Agencies Recommend Action to Protect Networks from Compromise

The Cybersecurity & Infrastructure Security Agency this week released recommendations to help health care and other critical infrastructure organizations protect their networks from malicious cyber actions, based on a simulated attack the agency conducted against an organization at its request. The advisory highlights the importance of collecting and monitoring logs for unusual activity, and regular testing to ensure security processes and procedures are up to date and effective. 

“This highly detailed and technical report is an excellent guide to help implement specific cybersecurity tools that will help detect a cyberattack in the early stages and significantly reduce its spread and impact,” said John Riggi, AHA’s national advisor for cybersecurity and risk. “The ‘red team’ or penetration test used a common combination of voice and email social engineering techniques to gain trust of the end users and compromise their credentials, which reaffirms government and AHA cybersecurity guidance that relatively low-cost basics such as establishing phishing-resistant multi-factor authentication are essential to reduce cyber risk.

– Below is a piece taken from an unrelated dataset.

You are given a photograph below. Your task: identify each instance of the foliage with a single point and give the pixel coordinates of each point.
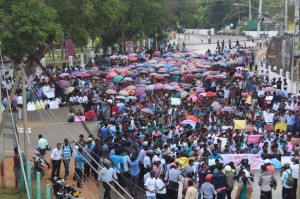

I would strongly encourage hospitals and health systems to explore the possibility of leveraging CISA’s authority and capacity to provide free technical assistance, including red team penetration testing.” 

Also this week, the FBI and CISA released recommendations to protect organizations from the latest Royal ransomware variant.

“The reportedly Russia-linked Royal ransomware gang continues to target organizations globally, becoming one of the most prolific and aggressive ransomware variants,” Riggi said. “Royal’s customizable encryption program includes tactics such as disabling anti-virus programs, using phishing emails and leveraging unsecured remote desktop protocol. The alert recommends loading actionable indicators of compromise in network defenses and setting network monitoring tools to prevent disabling anti-virus programs, activating penetration testing tools such Cobalt Strike and exfiltrating patient data to unknown IP addresses.”